- Al-Sahwah Location within Syria
- Coordinates: 32°35′46″N 36°22′4″E﻿ / ﻿32.59611°N 36.36778°E
- Grid position: 278/222
- Country: Syria
- Governorate: Daraa
- District: Daraa
- Subdistrict: Al-Musayfirah

Population (2004)
- • Total: 3,950
- Time zone: UTC+3 (AST)

= Al-Sahwah =

Al-Sahwah (السهوة, also spelled el-Sahoa or Sahweh); also known as Sahwat al-Qamh or Sehwet el-Kamh is a village in southern Syria, administratively part of the Daraa Governorate, located east of Daraa. Nearby localities include al-Jiza to the southwest, Ghasm to the south, Maaraba, Daraa to the southeast, Umm Walad to the northeast, al-Musayfirah to the north and Kahil to the west. According to the Syria Central Bureau of Statistics, al-Sahwah had a population of 3,950 in the 2004 census, making it the least populous locality in the al-Musayfirah nahiyah ("subdistrict").

==History==
In 1596 al-Sahwah appeared in the Ottoman tax registers under the name of Sahwat al-Qamh, as being part of the nahiya (subdistrict) of Butayna in the Qada Hauran. It had a Muslim population consisting of 9 households and 4 bachelors. They paid a fixed tax-rate of 40% on agricultural products, including wheat, barley, summer crops, goats and/or beehives; a total of 3,300 akçe.

There are ruins of an ancient tower and a church in al-Sahwah. Although the buildings are of some significance, they do not differ much from the ancient Roman and Byzantine architecture found throughout the Hauran. The village did not have any Christian residents in the 19th century.

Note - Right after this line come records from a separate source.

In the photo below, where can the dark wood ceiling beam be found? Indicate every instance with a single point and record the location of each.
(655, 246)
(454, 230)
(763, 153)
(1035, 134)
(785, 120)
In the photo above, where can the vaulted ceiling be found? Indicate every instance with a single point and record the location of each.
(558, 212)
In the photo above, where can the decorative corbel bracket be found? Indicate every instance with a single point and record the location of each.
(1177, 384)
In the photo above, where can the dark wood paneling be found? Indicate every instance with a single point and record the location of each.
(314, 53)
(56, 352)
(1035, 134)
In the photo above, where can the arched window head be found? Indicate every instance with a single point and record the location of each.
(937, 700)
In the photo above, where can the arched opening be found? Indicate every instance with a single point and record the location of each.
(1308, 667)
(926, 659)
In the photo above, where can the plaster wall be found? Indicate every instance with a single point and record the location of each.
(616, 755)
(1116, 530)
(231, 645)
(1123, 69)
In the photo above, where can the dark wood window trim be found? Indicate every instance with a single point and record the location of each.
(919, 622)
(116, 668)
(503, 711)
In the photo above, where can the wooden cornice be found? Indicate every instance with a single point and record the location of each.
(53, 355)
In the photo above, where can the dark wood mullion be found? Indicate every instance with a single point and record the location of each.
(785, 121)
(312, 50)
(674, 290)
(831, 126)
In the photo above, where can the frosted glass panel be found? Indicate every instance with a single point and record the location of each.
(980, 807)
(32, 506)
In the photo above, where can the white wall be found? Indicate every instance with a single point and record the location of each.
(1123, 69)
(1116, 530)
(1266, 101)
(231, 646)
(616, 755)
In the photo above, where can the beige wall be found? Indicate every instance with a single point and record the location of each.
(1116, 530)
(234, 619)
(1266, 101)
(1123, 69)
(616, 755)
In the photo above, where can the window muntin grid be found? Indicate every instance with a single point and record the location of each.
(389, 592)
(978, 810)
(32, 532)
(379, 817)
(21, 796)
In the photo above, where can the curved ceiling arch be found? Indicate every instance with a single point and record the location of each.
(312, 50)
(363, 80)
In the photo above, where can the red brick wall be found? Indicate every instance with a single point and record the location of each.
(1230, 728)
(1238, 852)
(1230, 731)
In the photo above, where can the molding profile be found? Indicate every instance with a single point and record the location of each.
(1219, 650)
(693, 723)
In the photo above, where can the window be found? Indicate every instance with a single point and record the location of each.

In 1838 the village was classified as a khirba (abandoned village) by English biblical scholar Eli Smith. In the late 19th-century al-Sahwah had a population of about 350 people living in about 70 households. The village was vulnerable to incursions by Druze raiders, and also had a shortage of water sources. The villagers had to pay a certain sum to the Druze sheikhs (chiefs), in order to connect to a water-canal south of the village and fill the village reservoir. If, in the event of a bad harvest, they could not pay this sum, the village would face mass hunger and cattle had to be taken to Bosra for water.